If you think otherwise, check out the torrent of truth-telling on social media in the immediate aftermath of Swearinger’s release. “Some [expletive] is impossible to understand,” all-pro tackle Trent Williams posted on Instagram.

Former strong safety Duke Ihenacho, now an outsider free of the Redskins’ negative G-forces, summed up their chronic unprofessionalism and lack of principles. “That front office is a circus,” he tweeted. “Good players. bad org . . . I met a lot of good people within the org during my time there. But for the most part, the way the shot callers handle [expletive] is just off.”

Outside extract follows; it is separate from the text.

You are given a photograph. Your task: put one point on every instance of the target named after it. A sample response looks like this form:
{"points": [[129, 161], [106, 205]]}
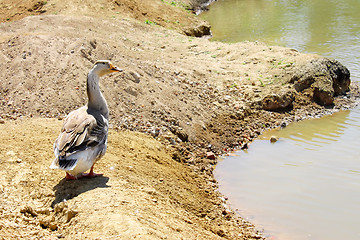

The front office’s record of stunning misjudgments under Snyder has become truly remarkable. The chronic lack of self-honesty means there is no ability to diagnose good decisions from bad and to learn from mistakes. Quality people are therefore pushed out or their value is ignored over and over again, with the only difference in the details. Norv Turner was fired for being too mild, and Mike Shanahan for being too harsh, though both produced 10-win seasons, of which there have been just three in Snyder’s 19-year tenure.

In the search for a successor to Joe Gibbs, the natural choice was Gregg Williams — but instead the Redskins fired him for his bluntness and went with the untried Jim Zorn. Instead of identifying the budding play-calling talent of Kyle Shanahan, they reviled him in favor of the destructive superego of Robert Griffin III. They let the brilliant Sean McVay walk out the door and straight into a coach of the year award in 2017, then granted an extension to Gruden. And of course, they fired respected talent evaluator Scot McCloughan, though he gave them their first decent draft in years.

Come to think of it, you could make a pretty good staff out of Redskins discards. It will be highly interesting to see what becomes of the Cleveland Browns, who suddenly have an exciting future with McCloughan as a roster consultant and Williams as their interim coach, stewarding rookie quarterback Baker Mayfield to a 5-2 mark. Williams will get a head job somewhere. If not in Cleveland, then in another city. Why on earth would he even consider Washington? Why would anyone?

Perhaps Gruden will keep his job, or perhaps not. Perhaps Snyder will finally jettison Allen, or perhaps not. History suggests it won’t matter in the least. Snyder’s regular season record as an owner is 139-179-1, and he has never had a team win 11 games. There is a distinct pattern to his tenure, a wobbling repetitive cycle, with periods of total disintegration, and then the spin starts again. This organization simply cannot put good people in place and hold them there, because it has no tolerance for truthfulness and therefore no coherent values.